(Based on Chapter 10 of the Gospel According to St John)
During our summer vacations while in school, we used to attend the Vacation Bible School for 10 days. Every year the theme would be on one of the parables Jesus spoke. The theme for the summer after my Grade 6 was the “Good Shepherd” parable as described in Chapter 10 of the Gospel According to St John.
At that young age of eleven, the parable had a great impact and over the years I must have read it umpteen times and every time I read it, I interpreted it differently. The variations in my interpretations were caused by the varied experience one had serving the Army and the difficult situations one faced. I can now confidently say that the interpretations “matured” with each passing day and with the experiences I gained.

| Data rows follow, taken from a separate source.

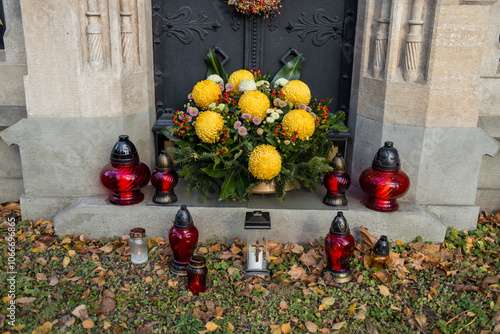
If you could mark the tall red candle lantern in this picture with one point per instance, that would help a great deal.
(339, 247)
(125, 175)
(183, 237)
(336, 183)
(384, 181)
(164, 179)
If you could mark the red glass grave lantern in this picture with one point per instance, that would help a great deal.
(183, 237)
(197, 275)
(125, 175)
(339, 247)
(336, 182)
(384, 181)
(164, 179)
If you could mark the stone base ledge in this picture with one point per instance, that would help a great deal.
(302, 217)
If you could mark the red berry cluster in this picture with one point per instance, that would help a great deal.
(179, 119)
(225, 98)
(323, 115)
(282, 133)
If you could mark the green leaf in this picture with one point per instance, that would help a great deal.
(229, 186)
(166, 132)
(217, 173)
(215, 66)
(289, 71)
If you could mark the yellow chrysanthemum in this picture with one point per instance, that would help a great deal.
(297, 92)
(299, 123)
(254, 103)
(237, 76)
(264, 162)
(208, 125)
(205, 92)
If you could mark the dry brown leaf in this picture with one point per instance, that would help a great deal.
(285, 328)
(275, 329)
(311, 326)
(211, 326)
(297, 272)
(384, 291)
(308, 258)
(88, 324)
(338, 325)
(421, 319)
(230, 327)
(81, 312)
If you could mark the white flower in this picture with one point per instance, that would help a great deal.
(280, 82)
(246, 85)
(215, 78)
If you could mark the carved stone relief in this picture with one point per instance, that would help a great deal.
(381, 38)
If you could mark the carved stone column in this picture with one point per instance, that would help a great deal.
(414, 40)
(127, 34)
(94, 35)
(381, 39)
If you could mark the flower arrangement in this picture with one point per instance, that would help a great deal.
(255, 7)
(243, 129)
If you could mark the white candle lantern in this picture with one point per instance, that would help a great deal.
(257, 224)
(138, 243)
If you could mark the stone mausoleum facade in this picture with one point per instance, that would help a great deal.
(426, 75)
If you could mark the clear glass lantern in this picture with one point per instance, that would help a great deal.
(257, 224)
(138, 243)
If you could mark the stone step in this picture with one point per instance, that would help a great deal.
(302, 217)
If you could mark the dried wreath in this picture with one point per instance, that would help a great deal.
(256, 7)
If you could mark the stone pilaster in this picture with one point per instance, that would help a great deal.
(428, 103)
(80, 97)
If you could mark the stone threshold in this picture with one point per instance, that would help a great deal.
(302, 217)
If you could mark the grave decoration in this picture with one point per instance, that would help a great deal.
(256, 7)
(380, 253)
(241, 130)
(339, 247)
(164, 179)
(336, 183)
(257, 224)
(138, 243)
(125, 175)
(197, 275)
(384, 181)
(183, 237)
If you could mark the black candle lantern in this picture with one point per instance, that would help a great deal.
(336, 182)
(257, 224)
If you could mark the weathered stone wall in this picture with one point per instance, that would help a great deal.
(12, 99)
(488, 194)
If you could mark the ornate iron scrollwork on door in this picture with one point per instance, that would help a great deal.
(183, 26)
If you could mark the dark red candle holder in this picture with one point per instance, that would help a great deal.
(125, 175)
(164, 179)
(339, 247)
(384, 181)
(336, 183)
(183, 237)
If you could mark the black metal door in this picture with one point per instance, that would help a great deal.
(184, 30)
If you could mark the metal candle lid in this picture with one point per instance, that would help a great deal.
(338, 164)
(124, 151)
(137, 232)
(164, 162)
(387, 158)
(339, 225)
(197, 261)
(183, 219)
(382, 246)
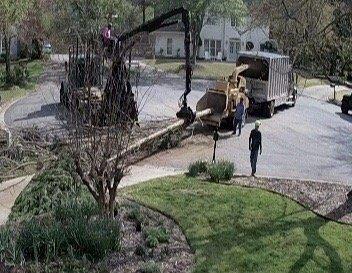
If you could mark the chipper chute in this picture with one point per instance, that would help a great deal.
(223, 98)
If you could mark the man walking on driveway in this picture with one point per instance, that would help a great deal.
(255, 144)
(237, 121)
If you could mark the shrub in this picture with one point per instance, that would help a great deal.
(151, 241)
(154, 236)
(94, 238)
(47, 238)
(222, 170)
(136, 216)
(196, 168)
(41, 240)
(141, 251)
(43, 194)
(51, 188)
(150, 267)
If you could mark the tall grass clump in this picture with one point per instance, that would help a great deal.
(221, 171)
(197, 168)
(72, 230)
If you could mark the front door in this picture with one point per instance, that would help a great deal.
(234, 48)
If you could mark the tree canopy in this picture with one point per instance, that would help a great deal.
(315, 33)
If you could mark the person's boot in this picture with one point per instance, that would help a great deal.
(349, 195)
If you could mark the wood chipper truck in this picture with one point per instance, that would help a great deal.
(223, 98)
(346, 104)
(269, 81)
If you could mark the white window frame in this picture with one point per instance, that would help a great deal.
(169, 45)
(211, 20)
(212, 45)
(234, 22)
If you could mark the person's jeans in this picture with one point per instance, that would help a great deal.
(254, 158)
(237, 122)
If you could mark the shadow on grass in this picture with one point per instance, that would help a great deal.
(250, 239)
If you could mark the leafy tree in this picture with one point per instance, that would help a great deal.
(37, 26)
(199, 9)
(85, 18)
(315, 33)
(12, 13)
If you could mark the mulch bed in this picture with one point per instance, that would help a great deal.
(173, 257)
(326, 199)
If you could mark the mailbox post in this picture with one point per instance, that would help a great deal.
(215, 138)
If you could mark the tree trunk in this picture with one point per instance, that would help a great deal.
(112, 199)
(194, 47)
(7, 41)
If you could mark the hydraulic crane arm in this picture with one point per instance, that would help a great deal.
(160, 22)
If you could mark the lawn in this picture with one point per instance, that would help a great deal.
(215, 70)
(234, 229)
(35, 69)
(203, 70)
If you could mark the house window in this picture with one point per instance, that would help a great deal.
(234, 22)
(211, 20)
(169, 46)
(212, 46)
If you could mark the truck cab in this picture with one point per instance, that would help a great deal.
(269, 80)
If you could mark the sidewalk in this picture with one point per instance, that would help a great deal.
(322, 92)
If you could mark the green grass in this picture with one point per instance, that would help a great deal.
(234, 229)
(35, 69)
(203, 70)
(339, 95)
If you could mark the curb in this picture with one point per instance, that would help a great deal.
(295, 179)
(3, 125)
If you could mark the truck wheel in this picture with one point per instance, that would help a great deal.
(294, 98)
(269, 109)
(344, 107)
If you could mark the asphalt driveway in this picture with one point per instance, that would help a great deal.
(310, 141)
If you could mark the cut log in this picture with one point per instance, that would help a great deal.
(178, 124)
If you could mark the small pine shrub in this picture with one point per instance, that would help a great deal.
(49, 190)
(150, 267)
(94, 238)
(154, 236)
(141, 251)
(222, 170)
(151, 241)
(196, 168)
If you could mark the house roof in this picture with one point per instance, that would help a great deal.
(261, 54)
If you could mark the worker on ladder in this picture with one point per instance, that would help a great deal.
(108, 42)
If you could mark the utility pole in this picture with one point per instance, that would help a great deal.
(215, 138)
(143, 10)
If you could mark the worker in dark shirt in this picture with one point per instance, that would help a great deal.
(239, 114)
(255, 144)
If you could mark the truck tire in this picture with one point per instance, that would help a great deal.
(269, 109)
(294, 98)
(344, 107)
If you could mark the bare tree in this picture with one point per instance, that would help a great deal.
(102, 112)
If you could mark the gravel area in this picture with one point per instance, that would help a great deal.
(326, 199)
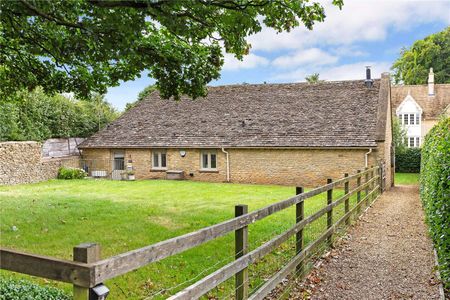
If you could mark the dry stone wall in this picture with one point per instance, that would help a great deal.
(22, 162)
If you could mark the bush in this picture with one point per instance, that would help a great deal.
(12, 289)
(408, 160)
(435, 192)
(71, 173)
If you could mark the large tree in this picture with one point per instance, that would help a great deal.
(88, 45)
(413, 65)
(37, 116)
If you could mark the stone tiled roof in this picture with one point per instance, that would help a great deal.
(432, 106)
(329, 114)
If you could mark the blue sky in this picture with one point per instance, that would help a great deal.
(364, 32)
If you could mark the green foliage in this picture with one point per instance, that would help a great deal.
(141, 96)
(313, 78)
(88, 45)
(413, 65)
(398, 135)
(435, 191)
(36, 116)
(408, 160)
(407, 178)
(11, 289)
(71, 173)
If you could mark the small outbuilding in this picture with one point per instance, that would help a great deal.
(288, 134)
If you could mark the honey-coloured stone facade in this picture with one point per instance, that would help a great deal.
(301, 167)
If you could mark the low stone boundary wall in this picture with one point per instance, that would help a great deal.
(22, 162)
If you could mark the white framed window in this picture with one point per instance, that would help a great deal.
(413, 142)
(119, 160)
(208, 160)
(159, 160)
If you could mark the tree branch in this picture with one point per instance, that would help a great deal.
(49, 17)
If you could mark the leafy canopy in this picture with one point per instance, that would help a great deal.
(37, 116)
(413, 65)
(141, 96)
(89, 45)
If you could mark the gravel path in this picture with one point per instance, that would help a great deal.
(387, 255)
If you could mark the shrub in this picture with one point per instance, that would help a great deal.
(71, 173)
(408, 160)
(435, 192)
(12, 289)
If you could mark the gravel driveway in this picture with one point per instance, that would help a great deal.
(387, 255)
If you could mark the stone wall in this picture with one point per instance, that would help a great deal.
(22, 162)
(302, 167)
(61, 147)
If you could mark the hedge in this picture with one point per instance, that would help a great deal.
(408, 160)
(13, 289)
(435, 192)
(71, 173)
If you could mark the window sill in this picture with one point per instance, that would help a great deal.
(209, 171)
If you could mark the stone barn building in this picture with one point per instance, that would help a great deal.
(287, 134)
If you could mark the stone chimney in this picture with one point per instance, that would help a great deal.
(431, 83)
(369, 81)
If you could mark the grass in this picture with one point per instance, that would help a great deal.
(406, 178)
(50, 218)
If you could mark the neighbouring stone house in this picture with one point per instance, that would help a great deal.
(289, 134)
(419, 107)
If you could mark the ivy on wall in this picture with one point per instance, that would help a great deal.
(435, 192)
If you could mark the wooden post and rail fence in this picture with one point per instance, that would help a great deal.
(88, 270)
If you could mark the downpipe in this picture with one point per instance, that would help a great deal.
(366, 156)
(228, 164)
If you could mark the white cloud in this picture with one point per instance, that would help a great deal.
(249, 62)
(342, 72)
(358, 21)
(312, 57)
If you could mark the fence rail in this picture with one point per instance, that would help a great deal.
(86, 273)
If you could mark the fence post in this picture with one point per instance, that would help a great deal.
(85, 253)
(299, 215)
(372, 185)
(367, 187)
(329, 213)
(358, 194)
(380, 179)
(347, 201)
(241, 248)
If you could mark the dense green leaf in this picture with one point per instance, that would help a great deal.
(407, 160)
(435, 192)
(36, 116)
(12, 289)
(413, 65)
(88, 45)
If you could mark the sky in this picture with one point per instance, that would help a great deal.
(363, 33)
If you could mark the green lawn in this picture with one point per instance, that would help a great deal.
(406, 178)
(52, 217)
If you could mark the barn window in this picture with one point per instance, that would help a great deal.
(159, 160)
(208, 160)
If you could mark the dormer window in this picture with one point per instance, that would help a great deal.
(409, 119)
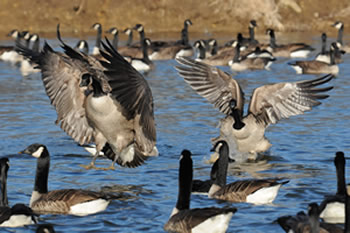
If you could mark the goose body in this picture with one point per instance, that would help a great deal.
(64, 201)
(184, 219)
(332, 209)
(317, 67)
(269, 104)
(256, 191)
(18, 215)
(287, 50)
(95, 108)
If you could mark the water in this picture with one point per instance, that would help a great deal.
(303, 151)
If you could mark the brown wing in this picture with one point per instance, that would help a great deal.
(271, 103)
(132, 91)
(185, 220)
(211, 83)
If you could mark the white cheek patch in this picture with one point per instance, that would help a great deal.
(38, 152)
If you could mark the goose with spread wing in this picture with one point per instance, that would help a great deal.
(106, 102)
(269, 104)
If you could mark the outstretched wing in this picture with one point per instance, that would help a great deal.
(271, 103)
(211, 83)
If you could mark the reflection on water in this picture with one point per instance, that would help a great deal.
(302, 151)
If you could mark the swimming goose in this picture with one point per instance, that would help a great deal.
(302, 223)
(287, 50)
(18, 215)
(82, 46)
(27, 67)
(324, 55)
(317, 67)
(106, 103)
(8, 53)
(269, 104)
(186, 220)
(256, 191)
(114, 31)
(63, 201)
(202, 187)
(143, 64)
(340, 26)
(332, 209)
(97, 47)
(252, 63)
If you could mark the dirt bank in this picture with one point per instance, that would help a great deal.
(77, 16)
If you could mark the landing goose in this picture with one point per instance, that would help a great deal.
(114, 31)
(202, 187)
(143, 64)
(239, 63)
(269, 104)
(287, 50)
(340, 26)
(256, 191)
(317, 67)
(106, 103)
(324, 55)
(63, 201)
(27, 67)
(332, 209)
(18, 215)
(186, 220)
(302, 223)
(97, 46)
(82, 46)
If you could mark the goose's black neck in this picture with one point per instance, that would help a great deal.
(339, 162)
(237, 53)
(42, 172)
(129, 42)
(222, 164)
(115, 41)
(340, 35)
(3, 199)
(185, 183)
(98, 37)
(272, 40)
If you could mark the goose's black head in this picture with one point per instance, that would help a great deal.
(36, 150)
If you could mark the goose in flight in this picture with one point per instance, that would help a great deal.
(269, 104)
(105, 102)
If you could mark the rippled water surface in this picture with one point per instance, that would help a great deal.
(303, 150)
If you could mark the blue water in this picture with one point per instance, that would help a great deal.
(303, 150)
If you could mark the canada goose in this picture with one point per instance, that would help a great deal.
(82, 46)
(186, 220)
(251, 40)
(340, 26)
(97, 47)
(114, 31)
(332, 209)
(45, 228)
(256, 191)
(244, 63)
(287, 50)
(202, 187)
(8, 53)
(324, 55)
(63, 201)
(27, 67)
(302, 223)
(107, 103)
(269, 104)
(17, 215)
(317, 67)
(143, 64)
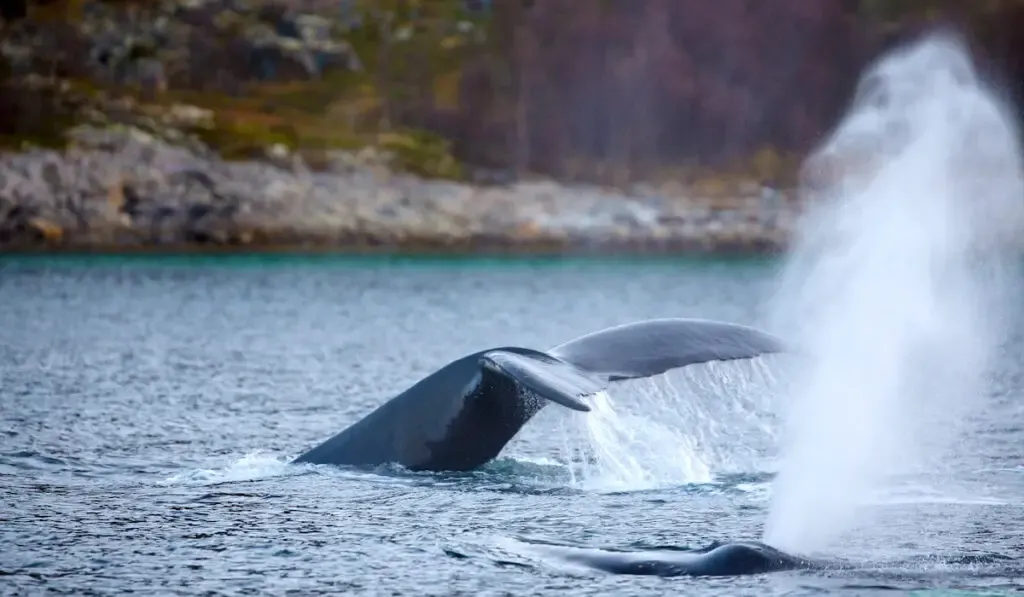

The entire interpretations given below are solely personal and have no theological or religious connotations. I have selected verses 1 to 5 and 11 to 14 and have purposely omitted verses 6 to 10. I have clubbed a few verses being interconnected.
Verse 1. Very truly I tell you, anyone who does not enter the sheep pen by the gate, but climbs in by some other way, is a thief and a robber.
Verse 2. The one who enters by the gate is the shepherd of the sheep.
The leader got to face the team they lead from the front. He got to face up to each member of the team and must avoid the tendency to ‘sneak in’ from the side or the back. This applies more in case the team is facing an adverse or difficult situation.
The leader got to be confident and this confidence is the resultant of professional knowledge and integrity. Any leader with good intentions will always be accepted and such leaders would always enter from the main door.
Verse 3. The gatekeeper opens the gate for him, and the sheep listen to his voice. He calls his own sheep by name and leads them out.
The team has to understand the voice of the leader and there by the leader’s intentions. The team will understand these only in case the leader is willing to communicate effectively with his team members.
Further one has to know each member of the team and in case you know them well, you will always call them by their names. That could be the reason why in the armed forces everyone wears a name-tag. Earlier the Indian Railway staff and the State Transport staff used to wear their name-tags. In Canada, anyone who comes in personal contact with the customers is always seen wearing their name-tags. Who does not want to be addressed by their names than the “shoo – shooo” one often uses in the Indian Restaurants and public offices?
Leading from the front is the most important aspect of leadership. No one likes back-seat driving, even if the back-seat driver is the spouse or children.
Verse 4. When he has brought out all his own, he goes on ahead of them, and his sheep follow him because they know his voice.
The necessity for the leader to take the entire team together and lead them from the front is the essence of this verse. Here again the importance of the team knowing the leader is stressed.
Verse 5. But they will never follow a stranger; in fact, they will run away from him because they do not recognize a stranger’s voice.”
In case the leader fails to communicate well with his team and make his intentions clear, will become a stranger. The team would never accept a stranger and would never be confident to follow a stranger.
Verse 11. I am the good shepherd. The good shepherd lays down his life for the sheep.
Verse 12. The hired hand is not the shepherd and does not own the sheep. So when he sees the wolf coming, he abandons the sheep and runs away. Then the wolf attacks the flock and scatters it.
Verse 13. The man runs away because he is a hired hand and cares nothing for the sheep.
The above three verses apply in literal sense to military leadership, where the call of duty takes one into life and death situations. This also applies to all leaders; the only difference could be that one does not have to lay down one’s life, but at times may have to pay for with his status, money etc.
Any leader who works for self-glorification and physical rewards is the hired hand. The famous saying that “in case you work you get more work else you get your pay” applies here. Such a person does not ‘own’ the team and is bothered more about his self-interest. They would be the first to sacrifice a team member in case something goes wrong. Often heard these ‘hired hands’ saying “I briefed him in detail about the task, but he goofed it up”. They never realise that their voices were not recognised by the team (sheep) as the briefing must have been ineffective or the leader did not know the ability of each team member (sheep) as to what they can deliver.
The hired hands would always vanish from the scene when something goes wrong and will only surface to gobble up all the credit for the efforts of the rudderless team to overcome the adverse situation.
Verse 14, I am the good shepherd; I know my sheep and my sheep know me.
You got to know the team (sheep). You got to know every team member in depth. You got to know their strengths and weaknesses. A good leader who knows his team will always project the strengths of his team members while covering up their weaknesses.
Once the leader knows the team, the team would have known the leader. In order to know the team, the leader got to communicate, both formally and informally with the team members. Theses communications open up the personality of the leader and based on it each team member makes an opinion or impression about the leader.
Everyone has to assume leadership sometime or the other; it may be at work, in your class, at home, during family or social events etc. Wishing all the leaders the grace of God to became a “Good Shepherd”.